Could anyone help?

[linkj6]

I have no idea what to do in this subject. My professor hasn't really explained anything to us and the book is less than helpful. A question I need help on says:

"Determine by inspection at least one solution of the given differential equation. That is, use your knowledge of derivatives to make an intelligent guess. Then test your hypothesis."
Then it gives me this equation: (y')^2 + y^2 = 1

I have no clue what this is called or where to begin. Even if I did know where to start I'm not really sure what I'm looking for (a solution but that's as vague as it gets). Also, if anyone knows of some really good references that explain how to do anything and everything with differential equations please let me know. Any help would be greatly appreciated.

 

[mmm4444bot]

(y')^2 + y^2 = 1

I have no clue what this is called or where to begin. Even if I did know where to start I'm not really sure what I'm looking for.
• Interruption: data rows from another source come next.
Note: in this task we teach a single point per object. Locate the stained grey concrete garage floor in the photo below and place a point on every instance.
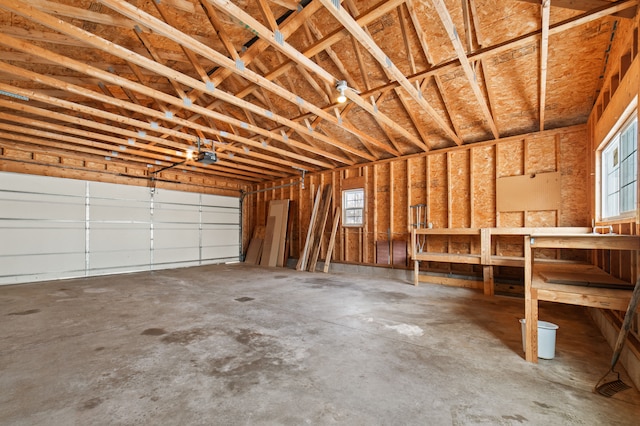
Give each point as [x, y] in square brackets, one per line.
[230, 344]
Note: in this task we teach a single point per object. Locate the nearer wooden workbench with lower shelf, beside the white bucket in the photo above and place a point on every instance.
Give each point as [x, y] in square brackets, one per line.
[584, 285]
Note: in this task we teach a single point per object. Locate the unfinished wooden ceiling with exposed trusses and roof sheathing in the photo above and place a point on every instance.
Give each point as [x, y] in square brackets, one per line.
[256, 80]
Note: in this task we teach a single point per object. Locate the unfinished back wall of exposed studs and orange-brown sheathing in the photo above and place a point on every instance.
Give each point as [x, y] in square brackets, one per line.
[458, 186]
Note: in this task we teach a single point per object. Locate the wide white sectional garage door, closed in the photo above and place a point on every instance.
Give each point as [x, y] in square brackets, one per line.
[61, 228]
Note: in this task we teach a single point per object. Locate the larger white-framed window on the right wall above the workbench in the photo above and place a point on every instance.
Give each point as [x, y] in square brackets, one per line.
[620, 171]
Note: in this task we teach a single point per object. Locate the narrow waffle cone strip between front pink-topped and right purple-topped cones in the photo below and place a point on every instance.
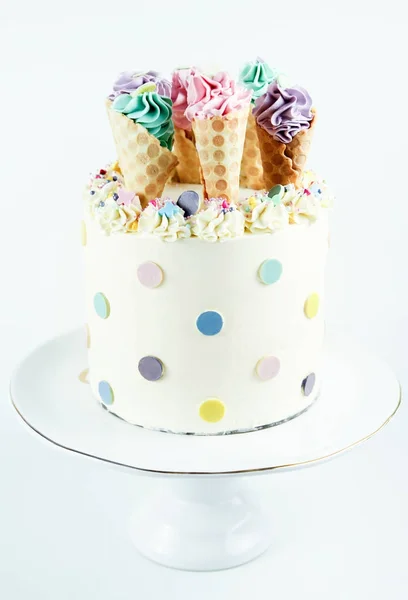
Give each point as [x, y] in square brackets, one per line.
[251, 165]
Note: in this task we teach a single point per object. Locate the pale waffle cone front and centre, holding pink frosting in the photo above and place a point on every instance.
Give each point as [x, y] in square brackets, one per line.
[220, 144]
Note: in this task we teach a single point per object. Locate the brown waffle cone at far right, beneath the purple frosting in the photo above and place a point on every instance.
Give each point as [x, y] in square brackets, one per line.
[284, 163]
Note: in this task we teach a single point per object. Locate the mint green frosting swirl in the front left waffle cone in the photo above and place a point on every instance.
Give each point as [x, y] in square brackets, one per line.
[150, 110]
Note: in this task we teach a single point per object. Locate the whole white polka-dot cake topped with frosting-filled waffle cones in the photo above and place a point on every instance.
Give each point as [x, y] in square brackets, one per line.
[205, 245]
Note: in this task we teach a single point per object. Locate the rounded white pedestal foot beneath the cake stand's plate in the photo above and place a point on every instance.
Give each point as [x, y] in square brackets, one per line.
[202, 525]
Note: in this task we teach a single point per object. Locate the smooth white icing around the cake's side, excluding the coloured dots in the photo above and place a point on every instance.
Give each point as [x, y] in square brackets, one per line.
[259, 320]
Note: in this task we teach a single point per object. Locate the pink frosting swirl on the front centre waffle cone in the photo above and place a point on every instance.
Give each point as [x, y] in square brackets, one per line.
[212, 97]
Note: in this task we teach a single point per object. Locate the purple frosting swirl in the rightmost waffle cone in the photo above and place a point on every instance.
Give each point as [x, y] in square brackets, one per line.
[283, 112]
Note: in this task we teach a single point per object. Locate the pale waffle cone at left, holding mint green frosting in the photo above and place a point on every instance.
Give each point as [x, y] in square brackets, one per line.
[145, 164]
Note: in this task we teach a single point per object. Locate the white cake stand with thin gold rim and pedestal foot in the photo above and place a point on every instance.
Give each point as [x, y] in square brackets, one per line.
[205, 517]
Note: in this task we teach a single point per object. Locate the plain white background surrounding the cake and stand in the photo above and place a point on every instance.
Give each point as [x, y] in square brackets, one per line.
[341, 529]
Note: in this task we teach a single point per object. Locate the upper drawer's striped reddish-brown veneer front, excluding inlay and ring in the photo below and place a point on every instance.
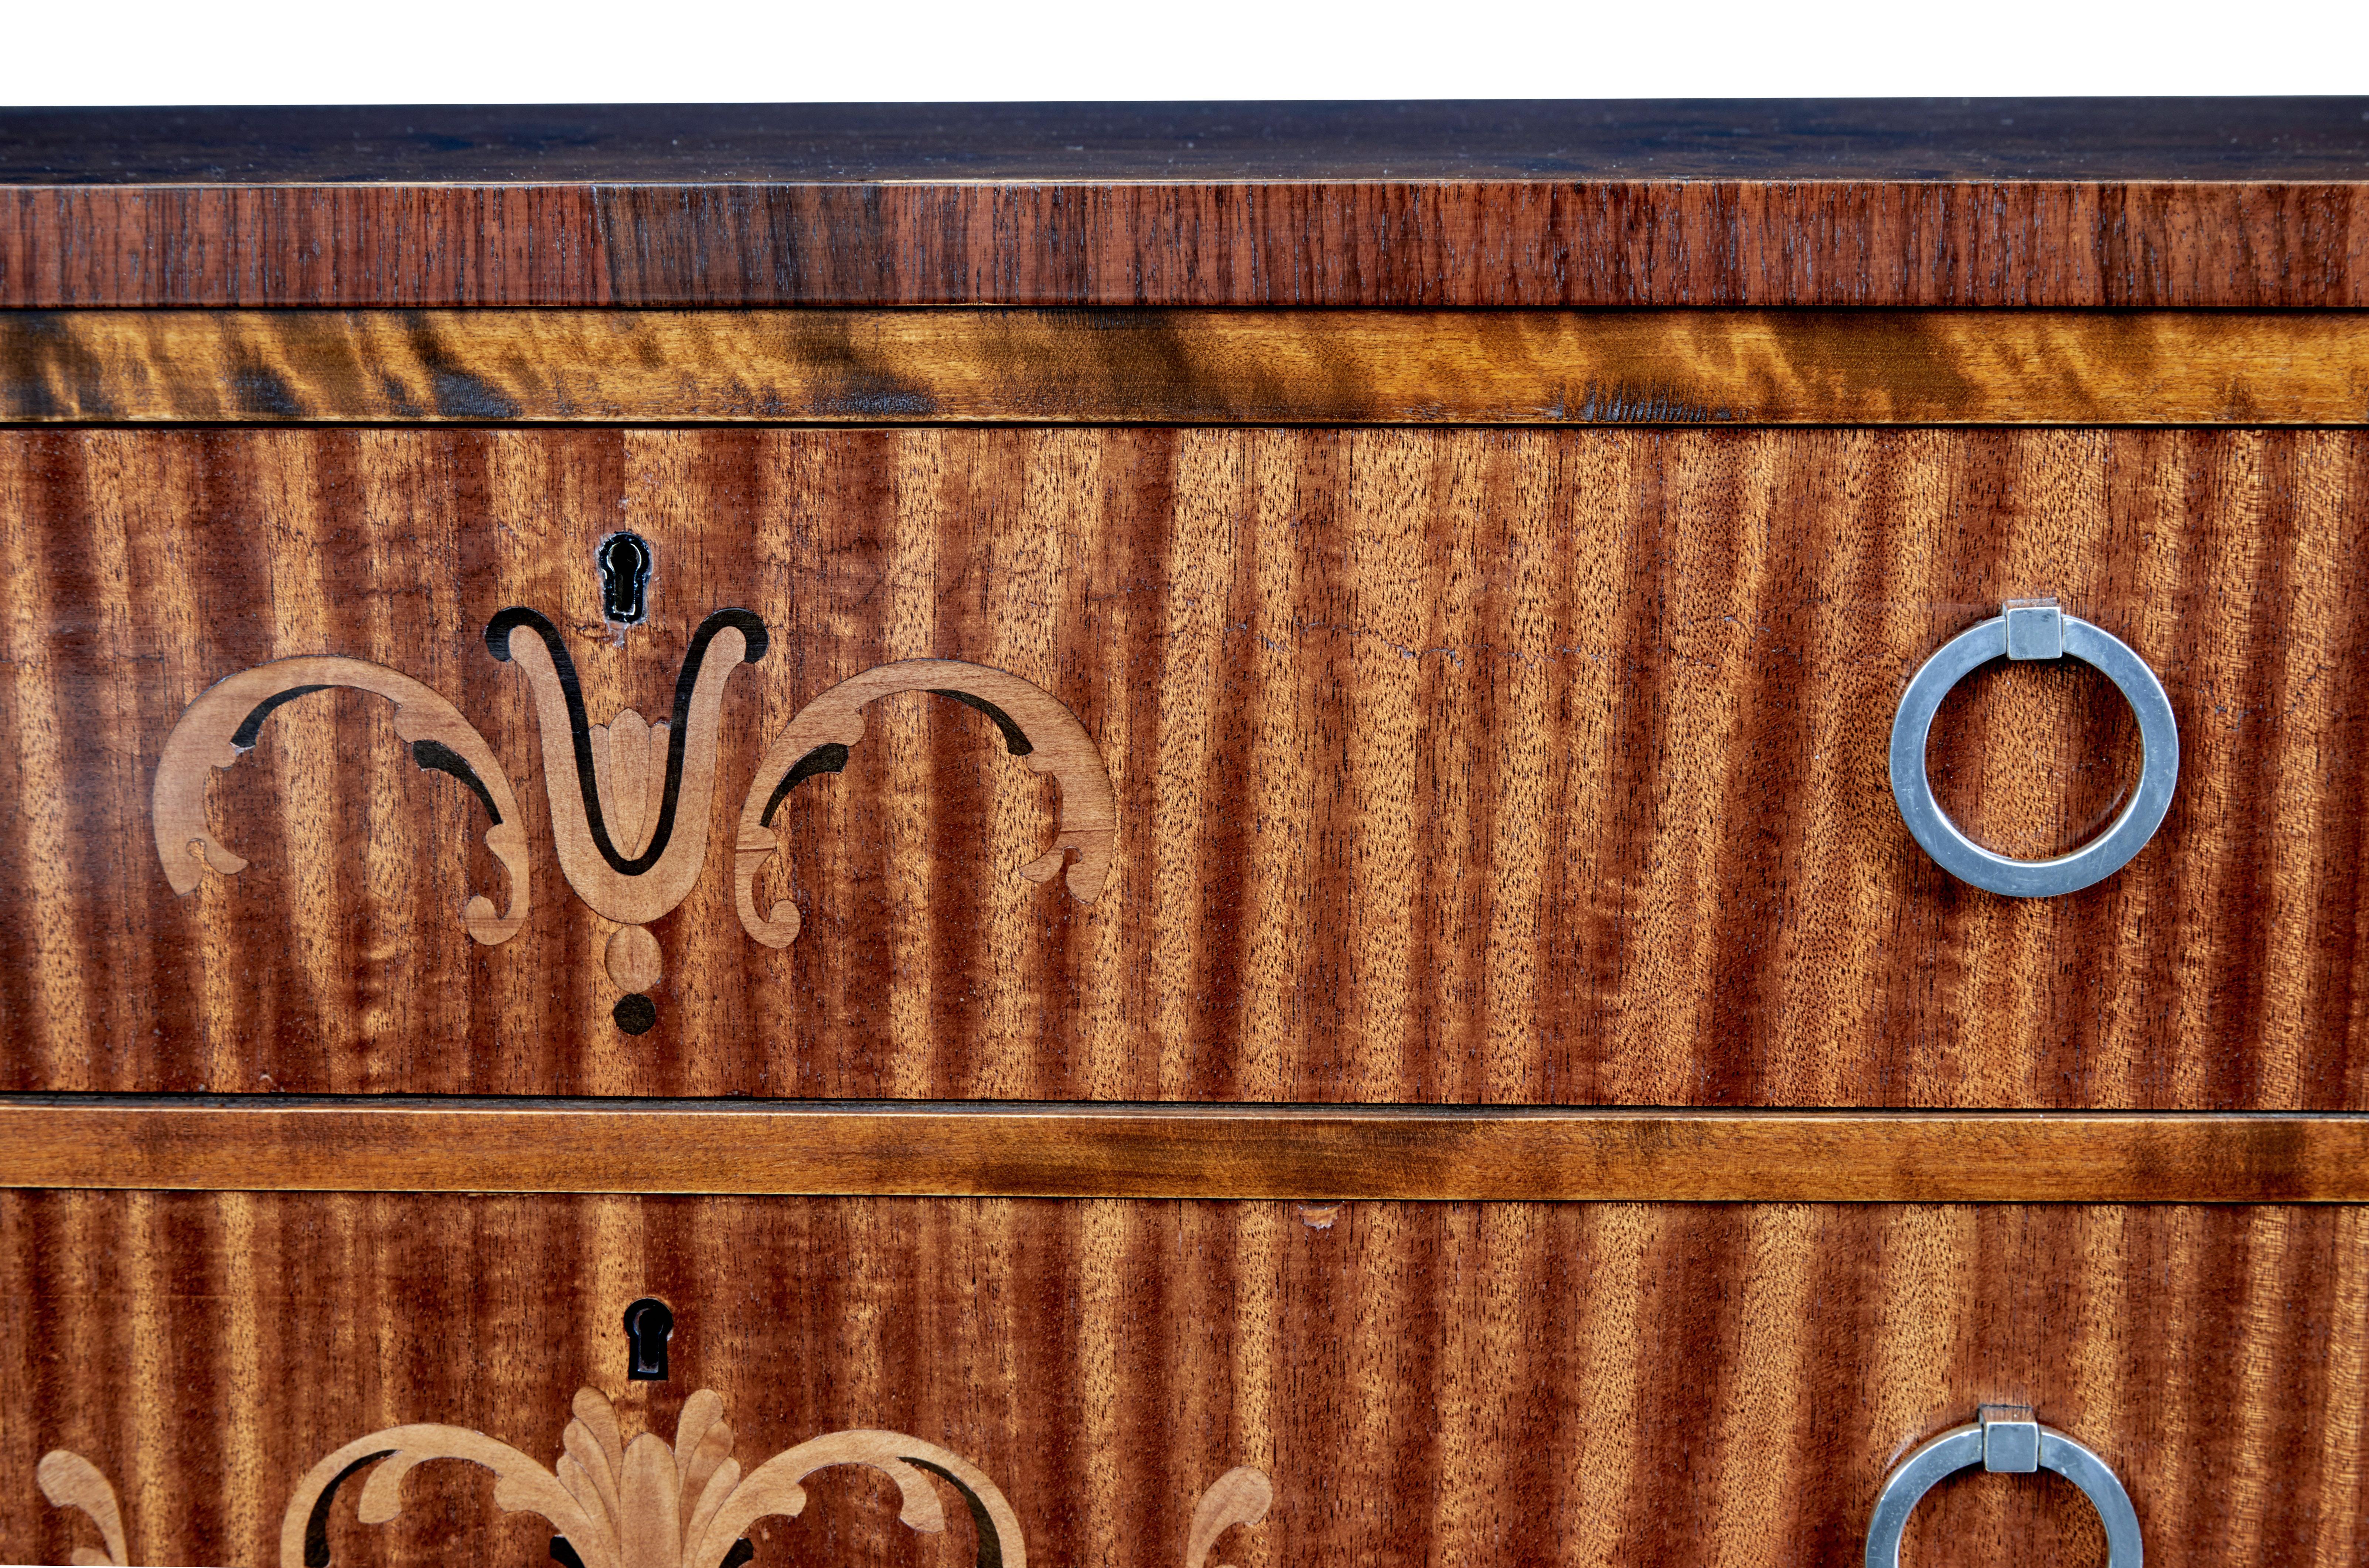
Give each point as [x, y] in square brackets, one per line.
[1444, 766]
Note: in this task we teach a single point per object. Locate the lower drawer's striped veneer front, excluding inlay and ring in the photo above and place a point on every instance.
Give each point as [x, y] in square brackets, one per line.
[1453, 1384]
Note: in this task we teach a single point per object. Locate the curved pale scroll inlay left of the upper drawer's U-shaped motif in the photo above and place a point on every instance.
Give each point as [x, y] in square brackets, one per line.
[207, 740]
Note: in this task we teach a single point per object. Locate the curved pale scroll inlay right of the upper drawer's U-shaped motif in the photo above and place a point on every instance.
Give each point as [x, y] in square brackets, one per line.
[1058, 745]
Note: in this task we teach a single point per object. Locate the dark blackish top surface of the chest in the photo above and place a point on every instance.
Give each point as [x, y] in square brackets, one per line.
[2159, 139]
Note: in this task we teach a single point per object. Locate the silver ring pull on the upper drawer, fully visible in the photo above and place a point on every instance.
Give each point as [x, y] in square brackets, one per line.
[2036, 629]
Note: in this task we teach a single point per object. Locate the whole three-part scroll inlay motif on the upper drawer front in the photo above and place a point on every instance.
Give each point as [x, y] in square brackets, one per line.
[631, 799]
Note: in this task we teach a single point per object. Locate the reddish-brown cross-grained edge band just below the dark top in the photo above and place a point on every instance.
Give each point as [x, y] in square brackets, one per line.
[1195, 243]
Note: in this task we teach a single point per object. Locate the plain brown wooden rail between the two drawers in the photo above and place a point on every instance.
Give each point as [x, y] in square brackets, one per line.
[1181, 1152]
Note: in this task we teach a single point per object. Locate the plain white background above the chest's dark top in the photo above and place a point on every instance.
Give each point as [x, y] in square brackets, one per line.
[918, 51]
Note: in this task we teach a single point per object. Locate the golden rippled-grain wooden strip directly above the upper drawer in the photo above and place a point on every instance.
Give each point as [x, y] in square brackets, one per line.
[1188, 366]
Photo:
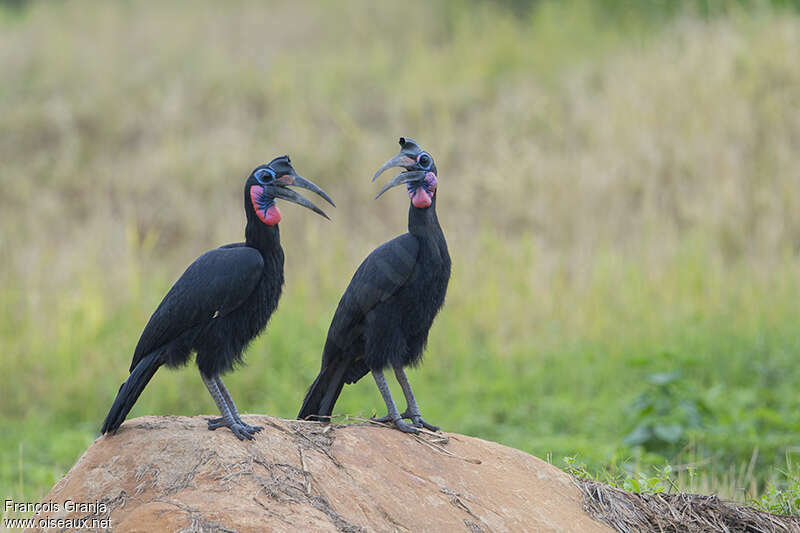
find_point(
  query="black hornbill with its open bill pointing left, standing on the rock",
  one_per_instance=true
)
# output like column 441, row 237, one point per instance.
column 386, row 312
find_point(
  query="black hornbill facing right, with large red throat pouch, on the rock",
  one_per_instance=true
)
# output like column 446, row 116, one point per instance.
column 222, row 301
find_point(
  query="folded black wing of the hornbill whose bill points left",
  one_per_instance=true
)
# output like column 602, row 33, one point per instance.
column 382, row 273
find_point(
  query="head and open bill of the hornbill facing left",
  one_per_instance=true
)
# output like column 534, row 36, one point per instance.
column 420, row 176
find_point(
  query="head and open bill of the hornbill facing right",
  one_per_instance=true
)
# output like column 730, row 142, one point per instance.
column 271, row 181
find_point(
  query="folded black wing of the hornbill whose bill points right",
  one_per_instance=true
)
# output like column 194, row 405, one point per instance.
column 217, row 282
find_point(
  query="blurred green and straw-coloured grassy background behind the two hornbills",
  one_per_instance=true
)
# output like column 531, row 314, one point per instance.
column 619, row 188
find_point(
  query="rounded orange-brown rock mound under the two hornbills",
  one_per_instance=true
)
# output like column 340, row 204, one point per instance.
column 172, row 474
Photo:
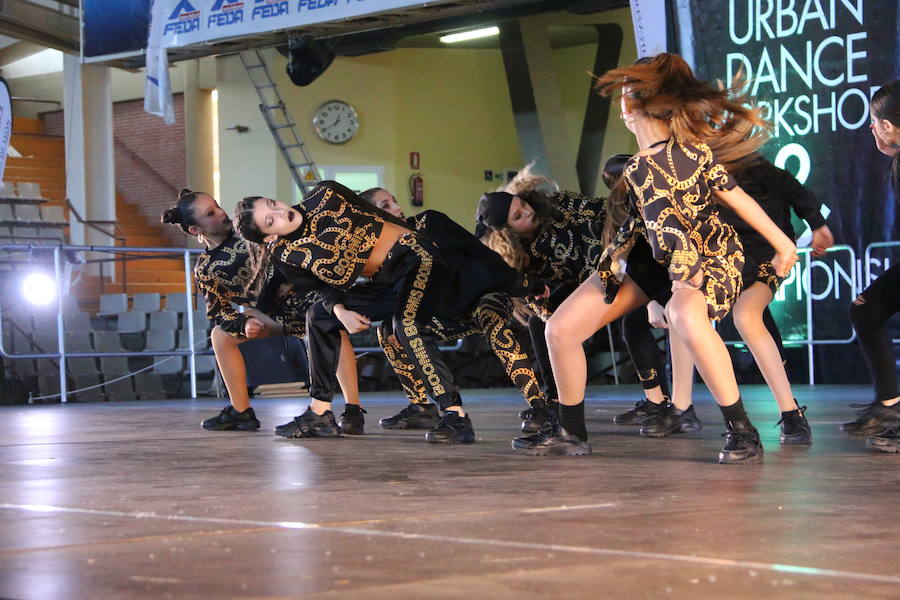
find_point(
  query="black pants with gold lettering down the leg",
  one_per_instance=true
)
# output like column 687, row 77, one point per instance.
column 397, row 294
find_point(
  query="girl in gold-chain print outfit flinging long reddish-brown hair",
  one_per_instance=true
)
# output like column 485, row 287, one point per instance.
column 671, row 184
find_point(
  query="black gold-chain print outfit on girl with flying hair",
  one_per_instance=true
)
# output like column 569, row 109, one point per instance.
column 672, row 204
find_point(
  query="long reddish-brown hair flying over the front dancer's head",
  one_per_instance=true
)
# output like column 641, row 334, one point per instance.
column 664, row 87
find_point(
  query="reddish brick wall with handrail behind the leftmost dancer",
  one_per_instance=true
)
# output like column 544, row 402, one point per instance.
column 159, row 145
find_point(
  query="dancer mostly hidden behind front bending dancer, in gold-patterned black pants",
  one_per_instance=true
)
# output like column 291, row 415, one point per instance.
column 491, row 319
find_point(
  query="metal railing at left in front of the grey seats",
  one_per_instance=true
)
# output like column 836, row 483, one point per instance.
column 62, row 355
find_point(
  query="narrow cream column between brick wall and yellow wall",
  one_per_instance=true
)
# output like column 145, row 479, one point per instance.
column 198, row 122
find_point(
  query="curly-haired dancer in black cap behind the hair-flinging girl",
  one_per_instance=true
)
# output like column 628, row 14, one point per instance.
column 557, row 236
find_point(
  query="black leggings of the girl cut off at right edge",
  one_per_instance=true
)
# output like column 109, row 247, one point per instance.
column 881, row 300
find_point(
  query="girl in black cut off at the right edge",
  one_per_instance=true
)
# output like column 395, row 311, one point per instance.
column 871, row 310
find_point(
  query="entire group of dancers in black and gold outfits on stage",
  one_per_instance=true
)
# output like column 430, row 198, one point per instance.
column 697, row 225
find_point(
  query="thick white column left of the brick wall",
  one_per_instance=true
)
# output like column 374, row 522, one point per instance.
column 90, row 159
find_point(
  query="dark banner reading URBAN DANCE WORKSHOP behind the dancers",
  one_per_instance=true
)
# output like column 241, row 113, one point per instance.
column 813, row 66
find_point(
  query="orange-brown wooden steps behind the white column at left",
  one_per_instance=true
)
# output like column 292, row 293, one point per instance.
column 43, row 162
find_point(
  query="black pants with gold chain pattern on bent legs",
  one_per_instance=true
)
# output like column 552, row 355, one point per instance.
column 490, row 318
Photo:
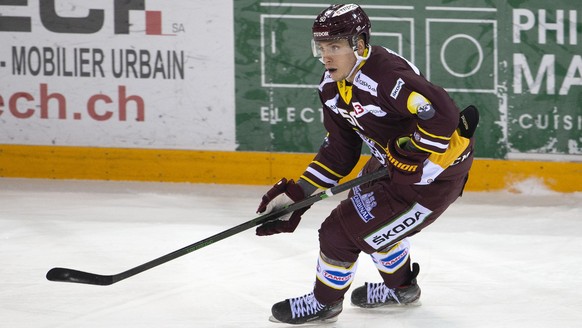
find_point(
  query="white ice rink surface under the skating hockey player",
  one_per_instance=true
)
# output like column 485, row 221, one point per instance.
column 504, row 259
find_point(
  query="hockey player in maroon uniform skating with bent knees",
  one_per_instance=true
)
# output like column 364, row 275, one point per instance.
column 372, row 95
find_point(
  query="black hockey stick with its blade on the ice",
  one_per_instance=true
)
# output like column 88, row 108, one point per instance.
column 81, row 277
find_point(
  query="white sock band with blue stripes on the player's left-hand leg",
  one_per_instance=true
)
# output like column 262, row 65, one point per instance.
column 335, row 274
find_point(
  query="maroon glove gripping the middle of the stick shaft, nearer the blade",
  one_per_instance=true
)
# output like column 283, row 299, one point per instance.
column 283, row 193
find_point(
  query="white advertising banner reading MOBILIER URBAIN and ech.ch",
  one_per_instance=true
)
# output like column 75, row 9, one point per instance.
column 117, row 73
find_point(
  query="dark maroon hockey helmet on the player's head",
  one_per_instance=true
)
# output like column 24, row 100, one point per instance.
column 345, row 21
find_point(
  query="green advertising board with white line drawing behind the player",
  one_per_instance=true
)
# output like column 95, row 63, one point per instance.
column 518, row 61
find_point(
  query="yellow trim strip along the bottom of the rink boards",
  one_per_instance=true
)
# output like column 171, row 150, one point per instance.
column 249, row 168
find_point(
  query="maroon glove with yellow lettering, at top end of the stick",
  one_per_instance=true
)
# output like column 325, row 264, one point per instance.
column 405, row 166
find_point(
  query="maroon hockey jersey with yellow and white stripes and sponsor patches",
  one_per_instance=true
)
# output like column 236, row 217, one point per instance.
column 388, row 99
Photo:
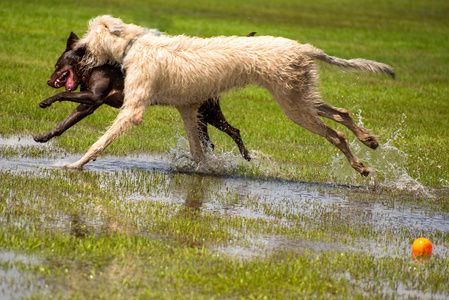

That's called a differential equation because it contains a derivative.

You're familiar with functions, yes? The given equation contains two functions, and they are added together.

y` is one function.

y is another function.

It's no different than writing: f`(x)^2 + f(x)^2 = 1.

Yet, it's standard to use the name y instead of f, when writing differential equations.

Also, the notion that y is a function of x is implied. In other words, the symbol y means y(x), and the symbol y` means y`(x). We leave off the independent variable to simplify the notation, and just write y and y`.

So, you are looking for a function y(x) = some expression.

But, to be a solution of this differential equation, function y must lead to a sum of 1 when its square is added to the square of its first derivative.

y^2 + (y`)^2 = 1

Here are some hints:

What is the first derivative of any constant function?

Does that answer give you any clues about what the value of y^2 must be, in the differential equation, in order for the sum to be 1?

Here's a BIG hint for a different approach.

In trigonometry, there is a well-known identity that involves a sum of squares that always equals 1. And the sine and cosine functions just happen to be derivatives of each other, if we ignore sign changes. But everything's positive when squared, right? So, the signs don't matter.

The given instruction stipulates "Determine by inspection". In mathematics, that phrase generally means doing it in your head, or somehow recognizing the solution with little to no paperwork, based on prior knowledge.

If it's true that you really don't know about any of this stuff (i.e., the prerequisite material required for understanding these concepts), then there is little chance that you'll be able to do anything by inspection.

 

[linkj6]

I think I understand this one. There are two answers correct? sine and cosine?

 

[mmm4444bot]

There are two answers correct? sine and cosine?

There are many possible answers, in this exercise.

You can write as many of these answers as you like, but you're only required to write one answer because they stated "at least one solution".

By "inspection", I see two constant functions y(x) that are solutions to the given differential equation.

I also see an infinite number of trigonometric functions y(x) that each involve either the sine function or the cosine function. (There are infinite solutions of this type because sine and cosine are periodic. In other words, adding an arbitrary multiple of Pi to the independent variable doesn't alter these functions' output.)

Your answer needs to be in the form of a function definition: y(x) = some expression.

Simply writing either of the nouns "sine" or "cosine" is not good enough.

ALSO, you're required to "test your hypothesis".

In other words, after you decide on a function definition for y(x), you need to show that it solves the differential equation.

 

[linkj6]

Ok. I think I understand. Thanks for the help.

I have another question. It looks like a different type of problem and I'm a little lost. It's:

Verify that y(x) = e^(x^2) * integral from 0 to x (e^(-t^2)dt)
is a solution to dy/dx = 2xy + 1

I'm not sure how to go about doing this. Any help would be appreciated.
Also, sorry if I shouldn't be posting two questions in the same thread. I figured I save one extra topic from being posted.

 

[mmm4444bot]

sorry if I shouldn't be posting two questions in the same thread. I figured I save one extra topic from being posted.

I'm confident that nobody really cares how many new topics are posted at this site.

I'm not able to help you with your second exercise.

Other people may not see it "buried" at the end of this thread, so my suggestion is to repost it by starting a new topic.

Also, here's one possible solution to your first exercise.

y(x) = 1

 

[Deleted member 4993]

Ok. I think I understand. Thanks for the help.

I have another question. It looks like a different type of problem and I'm a little lost. It's:

Verify that y(x) = e^(x^2) * integral from 0 to x (e^(-t^2)dt) <<< Start with finding [sub:iio2l3yq]\(\displaystyle \frac{dy}{dx}\)[/sub:iio2l3yq]
is a solution to dy/dx = 2xy + 1

I'm not sure how to go about doing this. Any help would be appreciated.
Also, sorry if I shouldn't be posting two questions in the same thread. I figured I save one extra topic from being posted.